Merge branch 'worktree-agent-a0599a3b'

shantanu patil · shantanu patil · commit 5a610facf6d1 · 2026-02-21T16:31:41.000-06:00
diff --git a/api/config/embedder.json b/api/config/embedder.json
@@ -35,7 +35,7 @@
   },
   "text_splitter": {
     "split_by": "word",
-    "chunk_size": 350,
-    "chunk_overlap": 100
+    "chunk_size": 800,
+    "chunk_overlap": 200
   }
 }
diff --git a/api/data_pipeline.py b/api/data_pipeline.py
@@ -24,6 +24,22 @@
 # Maximum token limit for OpenAI embedding models
 MAX_EMBEDDING_TOKENS = 8192
 
+# Cached tiktoken encoders to avoid re-creating on every count_tokens call
+_tiktoken_encoder_cache = {}
+
+def _get_encoder(model_name=None):
+    """Get or create a cached tiktoken encoder."""
+    key = model_name or "default"
+    if key not in _tiktoken_encoder_cache:
+        if model_name:
+            try:
+                _tiktoken_encoder_cache[key] = tiktoken.encoding_for_model(model_name)
+            except KeyError:
+                _tiktoken_encoder_cache[key] = tiktoken.get_encoding("cl100k_base")
+        else:
+            _tiktoken_encoder_cache[key] = tiktoken.get_encoding("cl100k_base")
+    return _tiktoken_encoder_cache[key]
+
 def count_tokens(text: str, embedder_type: str = None, is_ollama_embedder: bool = None) -> int:
     """
     Count the number of tokens in a text string using tiktoken.
@@ -42,25 +58,25 @@ def count_tokens(text: str, embedder_type: str = None, is_ollama_embedder: bool
         # Handle backward compatibility
         if embedder_type is None and is_ollama_embedder is not None:
             embedder_type = 'ollama' if is_ollama_embedder else None
-        
+
         # Determine embedder type if not specified
         if embedder_type is None:
             from api.config import get_embedder_type
             embedder_type = get_embedder_type()
 
-        # Choose encoding based on embedder type
+        # Choose encoding based on embedder type (using cached encoders)

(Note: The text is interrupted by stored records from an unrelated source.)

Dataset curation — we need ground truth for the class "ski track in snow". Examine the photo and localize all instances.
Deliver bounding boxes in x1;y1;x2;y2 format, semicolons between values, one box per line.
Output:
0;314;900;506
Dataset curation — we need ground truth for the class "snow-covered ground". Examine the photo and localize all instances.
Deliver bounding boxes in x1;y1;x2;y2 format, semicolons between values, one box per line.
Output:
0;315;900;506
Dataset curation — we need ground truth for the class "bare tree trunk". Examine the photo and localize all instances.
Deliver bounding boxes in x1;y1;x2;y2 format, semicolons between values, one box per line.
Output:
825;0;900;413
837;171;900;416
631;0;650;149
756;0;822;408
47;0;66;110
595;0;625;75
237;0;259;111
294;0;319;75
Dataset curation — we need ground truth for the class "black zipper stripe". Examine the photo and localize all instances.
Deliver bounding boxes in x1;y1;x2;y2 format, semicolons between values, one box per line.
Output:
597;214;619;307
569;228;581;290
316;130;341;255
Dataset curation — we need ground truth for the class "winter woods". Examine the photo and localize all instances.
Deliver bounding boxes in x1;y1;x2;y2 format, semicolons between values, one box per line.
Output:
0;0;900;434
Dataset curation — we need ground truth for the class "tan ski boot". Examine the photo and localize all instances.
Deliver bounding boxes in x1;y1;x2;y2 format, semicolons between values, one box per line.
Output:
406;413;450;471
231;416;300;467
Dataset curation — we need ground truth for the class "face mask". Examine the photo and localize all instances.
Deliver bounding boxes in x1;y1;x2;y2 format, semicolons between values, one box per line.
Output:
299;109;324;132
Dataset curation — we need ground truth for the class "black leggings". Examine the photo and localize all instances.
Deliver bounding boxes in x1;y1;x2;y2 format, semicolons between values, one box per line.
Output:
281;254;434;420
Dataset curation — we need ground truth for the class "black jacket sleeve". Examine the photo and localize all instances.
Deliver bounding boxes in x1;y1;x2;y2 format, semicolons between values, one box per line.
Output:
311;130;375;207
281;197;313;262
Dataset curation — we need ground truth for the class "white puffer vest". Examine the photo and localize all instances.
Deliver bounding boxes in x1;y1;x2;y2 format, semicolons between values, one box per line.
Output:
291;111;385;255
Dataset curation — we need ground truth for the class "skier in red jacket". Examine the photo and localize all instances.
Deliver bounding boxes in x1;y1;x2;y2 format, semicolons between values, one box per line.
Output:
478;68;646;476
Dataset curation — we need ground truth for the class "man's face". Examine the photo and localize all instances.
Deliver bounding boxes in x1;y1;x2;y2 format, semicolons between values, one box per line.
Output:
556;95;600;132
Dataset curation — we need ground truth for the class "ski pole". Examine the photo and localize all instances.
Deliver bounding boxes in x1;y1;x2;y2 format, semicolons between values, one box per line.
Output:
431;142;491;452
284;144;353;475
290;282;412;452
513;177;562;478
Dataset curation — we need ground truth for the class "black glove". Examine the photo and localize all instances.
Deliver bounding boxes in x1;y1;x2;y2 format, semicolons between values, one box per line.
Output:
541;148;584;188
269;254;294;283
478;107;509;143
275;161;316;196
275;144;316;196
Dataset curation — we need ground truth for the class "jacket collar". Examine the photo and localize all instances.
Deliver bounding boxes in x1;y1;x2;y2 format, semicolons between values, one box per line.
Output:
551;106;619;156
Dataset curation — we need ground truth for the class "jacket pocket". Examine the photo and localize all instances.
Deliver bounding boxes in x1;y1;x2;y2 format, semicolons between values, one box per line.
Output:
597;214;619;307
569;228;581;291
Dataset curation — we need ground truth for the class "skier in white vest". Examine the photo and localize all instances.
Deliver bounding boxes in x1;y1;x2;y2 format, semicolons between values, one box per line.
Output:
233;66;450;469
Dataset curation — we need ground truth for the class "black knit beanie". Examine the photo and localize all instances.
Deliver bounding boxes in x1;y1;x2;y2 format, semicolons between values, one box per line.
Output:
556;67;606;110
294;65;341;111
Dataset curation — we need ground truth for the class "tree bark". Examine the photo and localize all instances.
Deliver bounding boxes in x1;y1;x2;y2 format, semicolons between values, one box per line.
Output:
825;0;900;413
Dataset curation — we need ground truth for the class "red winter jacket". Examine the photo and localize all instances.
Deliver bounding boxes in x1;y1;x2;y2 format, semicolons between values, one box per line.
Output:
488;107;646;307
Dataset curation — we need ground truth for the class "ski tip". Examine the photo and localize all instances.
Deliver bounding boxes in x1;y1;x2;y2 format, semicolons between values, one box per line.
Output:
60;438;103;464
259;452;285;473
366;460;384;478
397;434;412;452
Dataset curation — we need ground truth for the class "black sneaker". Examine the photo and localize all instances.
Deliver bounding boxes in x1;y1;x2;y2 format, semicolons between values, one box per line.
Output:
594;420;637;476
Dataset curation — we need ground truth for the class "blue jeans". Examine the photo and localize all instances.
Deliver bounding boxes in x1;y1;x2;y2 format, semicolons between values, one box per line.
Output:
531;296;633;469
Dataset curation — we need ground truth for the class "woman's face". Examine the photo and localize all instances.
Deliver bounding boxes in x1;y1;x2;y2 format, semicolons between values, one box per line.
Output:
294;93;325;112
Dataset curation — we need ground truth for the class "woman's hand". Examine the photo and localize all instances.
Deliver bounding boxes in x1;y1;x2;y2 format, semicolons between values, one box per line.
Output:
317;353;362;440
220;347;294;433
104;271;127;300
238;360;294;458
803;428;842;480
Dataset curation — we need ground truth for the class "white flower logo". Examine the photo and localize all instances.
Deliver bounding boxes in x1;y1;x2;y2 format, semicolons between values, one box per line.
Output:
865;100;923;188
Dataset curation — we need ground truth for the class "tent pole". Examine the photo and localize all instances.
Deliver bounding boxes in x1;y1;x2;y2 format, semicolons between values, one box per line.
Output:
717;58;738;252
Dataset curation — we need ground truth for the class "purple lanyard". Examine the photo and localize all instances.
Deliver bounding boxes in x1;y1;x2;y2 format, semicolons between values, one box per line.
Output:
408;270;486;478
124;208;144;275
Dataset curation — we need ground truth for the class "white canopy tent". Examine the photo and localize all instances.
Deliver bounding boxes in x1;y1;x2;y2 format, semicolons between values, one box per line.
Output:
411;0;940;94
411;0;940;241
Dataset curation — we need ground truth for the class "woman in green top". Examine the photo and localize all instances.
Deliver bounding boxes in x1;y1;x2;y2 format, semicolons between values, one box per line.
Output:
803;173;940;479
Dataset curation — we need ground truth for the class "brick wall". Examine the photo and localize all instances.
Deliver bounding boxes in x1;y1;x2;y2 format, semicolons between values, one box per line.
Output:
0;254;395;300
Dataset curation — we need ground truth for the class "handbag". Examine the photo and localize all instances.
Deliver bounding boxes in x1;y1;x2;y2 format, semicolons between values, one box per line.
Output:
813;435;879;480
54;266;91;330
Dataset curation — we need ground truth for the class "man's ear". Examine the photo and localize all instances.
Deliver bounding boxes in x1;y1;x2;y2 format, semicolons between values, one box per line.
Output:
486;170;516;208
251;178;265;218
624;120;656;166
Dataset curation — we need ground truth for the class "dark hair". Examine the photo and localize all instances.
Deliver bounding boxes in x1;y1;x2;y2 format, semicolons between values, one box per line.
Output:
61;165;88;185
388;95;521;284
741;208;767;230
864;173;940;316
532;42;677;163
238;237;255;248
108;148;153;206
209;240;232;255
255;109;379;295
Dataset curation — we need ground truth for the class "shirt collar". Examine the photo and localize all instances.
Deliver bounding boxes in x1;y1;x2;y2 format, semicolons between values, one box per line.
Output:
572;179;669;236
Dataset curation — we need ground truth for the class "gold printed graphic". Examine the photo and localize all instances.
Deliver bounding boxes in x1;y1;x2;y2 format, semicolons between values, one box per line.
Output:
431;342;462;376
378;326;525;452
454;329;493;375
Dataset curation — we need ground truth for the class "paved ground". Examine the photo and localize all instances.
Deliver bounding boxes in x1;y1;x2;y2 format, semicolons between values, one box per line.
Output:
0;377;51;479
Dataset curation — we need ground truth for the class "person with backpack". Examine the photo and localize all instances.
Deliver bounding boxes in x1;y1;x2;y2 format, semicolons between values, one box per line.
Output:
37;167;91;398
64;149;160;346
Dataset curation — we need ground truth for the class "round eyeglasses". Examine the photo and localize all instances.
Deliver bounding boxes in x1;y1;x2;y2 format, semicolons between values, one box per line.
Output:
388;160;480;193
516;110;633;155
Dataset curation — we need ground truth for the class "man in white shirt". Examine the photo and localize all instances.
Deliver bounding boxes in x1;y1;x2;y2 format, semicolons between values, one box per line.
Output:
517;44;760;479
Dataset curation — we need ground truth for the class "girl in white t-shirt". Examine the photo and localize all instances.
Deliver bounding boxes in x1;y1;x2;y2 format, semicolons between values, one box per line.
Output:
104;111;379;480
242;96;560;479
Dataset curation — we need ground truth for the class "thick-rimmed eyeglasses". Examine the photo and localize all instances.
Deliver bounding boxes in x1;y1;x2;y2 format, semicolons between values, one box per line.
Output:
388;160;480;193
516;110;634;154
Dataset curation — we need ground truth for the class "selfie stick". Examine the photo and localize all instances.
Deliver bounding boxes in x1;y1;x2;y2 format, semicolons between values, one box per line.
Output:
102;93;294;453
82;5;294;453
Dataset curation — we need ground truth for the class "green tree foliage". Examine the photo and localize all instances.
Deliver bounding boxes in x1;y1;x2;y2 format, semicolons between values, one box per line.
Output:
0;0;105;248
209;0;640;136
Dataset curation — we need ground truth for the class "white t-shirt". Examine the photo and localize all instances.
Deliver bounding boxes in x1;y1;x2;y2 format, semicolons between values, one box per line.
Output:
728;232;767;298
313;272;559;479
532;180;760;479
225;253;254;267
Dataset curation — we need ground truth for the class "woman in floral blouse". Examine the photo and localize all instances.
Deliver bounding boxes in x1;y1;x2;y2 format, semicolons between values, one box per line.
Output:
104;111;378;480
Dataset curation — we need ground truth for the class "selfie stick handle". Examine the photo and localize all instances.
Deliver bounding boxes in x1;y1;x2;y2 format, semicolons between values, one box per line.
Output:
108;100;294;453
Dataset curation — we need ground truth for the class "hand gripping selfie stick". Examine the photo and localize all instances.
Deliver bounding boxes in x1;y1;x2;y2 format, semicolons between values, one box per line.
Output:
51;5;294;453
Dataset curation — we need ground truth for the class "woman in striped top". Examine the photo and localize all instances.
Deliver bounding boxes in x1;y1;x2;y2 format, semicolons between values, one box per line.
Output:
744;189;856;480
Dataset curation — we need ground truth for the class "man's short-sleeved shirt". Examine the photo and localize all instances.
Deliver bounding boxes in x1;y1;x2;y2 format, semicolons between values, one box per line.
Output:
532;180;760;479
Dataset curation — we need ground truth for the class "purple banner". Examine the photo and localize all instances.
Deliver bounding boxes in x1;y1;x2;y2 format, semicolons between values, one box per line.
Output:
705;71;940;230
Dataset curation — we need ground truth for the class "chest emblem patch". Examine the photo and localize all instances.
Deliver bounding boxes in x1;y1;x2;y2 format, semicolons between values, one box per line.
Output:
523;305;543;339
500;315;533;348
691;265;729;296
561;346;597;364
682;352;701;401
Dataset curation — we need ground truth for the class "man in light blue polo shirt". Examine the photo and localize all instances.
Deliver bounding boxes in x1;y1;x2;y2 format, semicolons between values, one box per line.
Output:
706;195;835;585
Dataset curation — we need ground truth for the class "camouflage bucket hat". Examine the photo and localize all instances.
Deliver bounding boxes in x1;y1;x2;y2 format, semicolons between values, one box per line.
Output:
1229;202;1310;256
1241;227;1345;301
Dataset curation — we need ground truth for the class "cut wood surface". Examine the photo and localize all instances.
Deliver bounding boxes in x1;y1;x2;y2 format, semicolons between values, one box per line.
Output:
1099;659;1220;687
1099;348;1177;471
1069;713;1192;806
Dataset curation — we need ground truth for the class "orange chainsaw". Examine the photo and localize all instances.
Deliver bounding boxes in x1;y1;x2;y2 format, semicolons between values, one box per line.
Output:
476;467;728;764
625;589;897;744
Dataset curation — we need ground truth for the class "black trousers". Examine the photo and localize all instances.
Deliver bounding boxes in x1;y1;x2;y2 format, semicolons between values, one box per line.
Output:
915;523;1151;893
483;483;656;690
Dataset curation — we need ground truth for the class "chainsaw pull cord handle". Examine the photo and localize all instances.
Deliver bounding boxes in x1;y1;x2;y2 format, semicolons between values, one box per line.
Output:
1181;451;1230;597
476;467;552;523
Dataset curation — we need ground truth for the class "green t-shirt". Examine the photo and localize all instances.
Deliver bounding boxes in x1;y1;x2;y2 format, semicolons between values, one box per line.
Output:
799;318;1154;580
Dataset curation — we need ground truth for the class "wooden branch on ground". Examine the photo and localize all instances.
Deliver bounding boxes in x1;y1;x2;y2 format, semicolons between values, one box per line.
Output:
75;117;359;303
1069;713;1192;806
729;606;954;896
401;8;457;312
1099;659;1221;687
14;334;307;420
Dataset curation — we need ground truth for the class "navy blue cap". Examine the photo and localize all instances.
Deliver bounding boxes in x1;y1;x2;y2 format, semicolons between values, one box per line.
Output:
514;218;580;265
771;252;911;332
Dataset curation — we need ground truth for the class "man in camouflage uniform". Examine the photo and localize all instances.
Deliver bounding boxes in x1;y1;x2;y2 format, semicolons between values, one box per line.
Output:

         if embedder_type == 'ollama':
             # Ollama typically uses cl100k_base encoding
-            encoding = tiktoken.get_encoding("cl100k_base")
+            encoding = _get_encoder()
         elif embedder_type == 'google':
             # Google uses similar tokenization to GPT models for rough estimation
-            encoding = tiktoken.get_encoding("cl100k_base")
+            encoding = _get_encoder()
         elif embedder_type == 'bedrock':
             # Bedrock embedding models vary; use a common GPT-like encoding for rough estimation
-            encoding = tiktoken.get_encoding("cl100k_base")
+            encoding = _get_encoder()
         else:  # OpenAI or default
             # Use OpenAI embedding model encoding
-            encoding = tiktoken.encoding_for_model("text-embedding-3-small")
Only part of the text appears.